In einer gemeinsamen Forderung appellieren das Bündnis aus Gewerkschaft Erziehung und Wissenschaft (GEW), KTK-Bundesverband und Arbeiterwohlfahrt (AWO) an die Bundesregierung, ein „Sondervermögen Bildung“ mit einer Ausstattung von 100 Milliarden Euro zu schaffen. Der Grund dafür ist die prekäre Lage im Kita-System, die durch den Personalmangel und den Investitionsstau verschärft wird. Das Bündnis schließt sich damit der Forderung der SPD-Vorsitzenden Esken an.

Alarmglocken schrillen seit langem

Die Alarmglocken im Kita-System schrillen seit langem lautstark, aber passiert ist bisher viel zu wenig. Die Öffnungszeiten von Betreuungseinrichtungen können nicht mehr gewährleistet werden und Gruppen sowie ganze Einrichtungen müssen geschlossen werden. Die Familien tragen die unmittelbare Last. Der Personalmangel schlägt mit aller Wucht auf den Arbeitsalltag der Beschäftigten durch.

Ein wichtiger Schritt

Die Einrichtung des Sondervermögens ist ein wichtiger Schritt, um das Betreuungssystem auf Stand zu bringen. Es geht dabei um die Digitalisierung, die Sanierung der Infrastruktur und die dringend benötigte Gewinnung von Fachkräften. Es federt allerdings nur die akute Notlage ab. Für die Zukunft braucht es mehr: Um den im Grundgesetz verankerten Anspruch zu erfüllen, in ganz Deutschland gleichwertige Lebensverhältnisse zu schaffen, muss sich der Bund in Abstimmung mit den Ländern und Kommunen dauerhaft an der Finanzierung des Betreuungssystems beteiligen.

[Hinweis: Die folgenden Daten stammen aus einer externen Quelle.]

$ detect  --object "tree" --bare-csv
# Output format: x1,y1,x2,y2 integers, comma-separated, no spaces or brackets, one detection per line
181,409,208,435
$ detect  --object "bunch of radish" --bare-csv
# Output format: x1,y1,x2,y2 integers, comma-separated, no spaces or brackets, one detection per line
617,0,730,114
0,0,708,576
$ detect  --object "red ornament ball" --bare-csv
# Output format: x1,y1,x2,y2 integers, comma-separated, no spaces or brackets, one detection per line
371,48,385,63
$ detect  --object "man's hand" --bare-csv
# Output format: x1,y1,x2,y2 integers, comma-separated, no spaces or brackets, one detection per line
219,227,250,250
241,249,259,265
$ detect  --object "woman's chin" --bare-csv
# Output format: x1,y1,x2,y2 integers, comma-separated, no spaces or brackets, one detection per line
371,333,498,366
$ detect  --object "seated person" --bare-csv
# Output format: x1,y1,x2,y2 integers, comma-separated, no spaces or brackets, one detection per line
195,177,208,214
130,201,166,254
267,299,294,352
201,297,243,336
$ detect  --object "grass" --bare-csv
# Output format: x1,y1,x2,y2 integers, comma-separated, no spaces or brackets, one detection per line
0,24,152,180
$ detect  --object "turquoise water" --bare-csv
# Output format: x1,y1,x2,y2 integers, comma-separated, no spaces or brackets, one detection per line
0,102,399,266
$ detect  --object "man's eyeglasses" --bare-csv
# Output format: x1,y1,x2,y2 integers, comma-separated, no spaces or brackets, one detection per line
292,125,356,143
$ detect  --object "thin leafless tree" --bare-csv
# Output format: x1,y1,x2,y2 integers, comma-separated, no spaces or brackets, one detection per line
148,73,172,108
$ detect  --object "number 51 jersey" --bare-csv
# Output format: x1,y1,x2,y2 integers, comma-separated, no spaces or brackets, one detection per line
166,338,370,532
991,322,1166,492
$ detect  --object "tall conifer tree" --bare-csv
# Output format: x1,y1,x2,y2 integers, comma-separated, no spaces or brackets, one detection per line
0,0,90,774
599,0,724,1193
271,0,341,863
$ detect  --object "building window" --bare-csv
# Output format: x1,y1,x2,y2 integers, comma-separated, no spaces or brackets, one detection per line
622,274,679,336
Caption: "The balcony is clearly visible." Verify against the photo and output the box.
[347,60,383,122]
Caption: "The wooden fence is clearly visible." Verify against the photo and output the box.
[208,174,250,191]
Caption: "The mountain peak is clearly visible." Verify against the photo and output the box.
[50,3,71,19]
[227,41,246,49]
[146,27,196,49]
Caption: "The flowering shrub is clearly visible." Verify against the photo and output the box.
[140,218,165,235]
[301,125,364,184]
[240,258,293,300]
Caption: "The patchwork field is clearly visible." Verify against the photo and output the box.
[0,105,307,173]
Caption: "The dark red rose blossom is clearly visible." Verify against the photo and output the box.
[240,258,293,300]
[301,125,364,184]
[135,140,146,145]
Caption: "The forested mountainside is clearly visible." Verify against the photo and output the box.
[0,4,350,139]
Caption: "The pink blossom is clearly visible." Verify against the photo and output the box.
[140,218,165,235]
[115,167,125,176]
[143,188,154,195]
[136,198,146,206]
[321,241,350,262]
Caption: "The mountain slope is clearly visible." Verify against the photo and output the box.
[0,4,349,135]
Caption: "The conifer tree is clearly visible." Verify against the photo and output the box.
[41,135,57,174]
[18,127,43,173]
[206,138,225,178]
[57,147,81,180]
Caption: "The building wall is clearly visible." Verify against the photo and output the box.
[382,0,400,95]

Pädagogisch unverzichtbare Ziele in greifbare Nähe rücken

Nur wenn der Bund verlässlich und dauerhaft in die Finanzierung einsteigt, rücken die pädagogisch unverzichtbaren Ziele in greifbare Nähe. Auch die Familien müssen sich wieder auf das System verlassen können, nicht zuletzt, damit die Vereinbarkeit mit der Berufstätigkeit gewährleistet ist. Bundesgesetzlich geregelt werden müssen insbesondere eine gute Fachkraft-Kind-Relation, mehr mittelbare pädagogische Arbeitszeit, ein ausreichender Anspruch auf Fort- und Weiterbildung, deutlich mehr Zeit für die KiTa-Leitung sowie der Anspruch auf Fachberatung. Damit das klappt, muss die frühkindliche Bildung in Deutschland zur Chefsache werden.

Hintergrund-Informationen

AWO: Die Arbeiterwohlfahrt ist ein Wohlfahrtsverband, der sich für soziale Gerechtigkeit und Solidarität einsetzt. Er bietet soziale Dienstleistungen und Beratungsangebote an.

GEW: Die Gewerkschaft Erziehung und Wissenschaft ist eine Bildungsgewerkschaft. Sie setzt sich für gute Bildung und gerechte Arbeitsbedingungen im Bildungsbereich ein.

KTK-Bundesverband: Der Katholische Deutsche Kindertagesstättenverband setzt sich für die Interessen katholischer Träger von Kindertageseinrichtungen in Deutschland ein. Er engagiert sich für eine qualitativ hochwertige frühkindliche Bildung und Betreuung.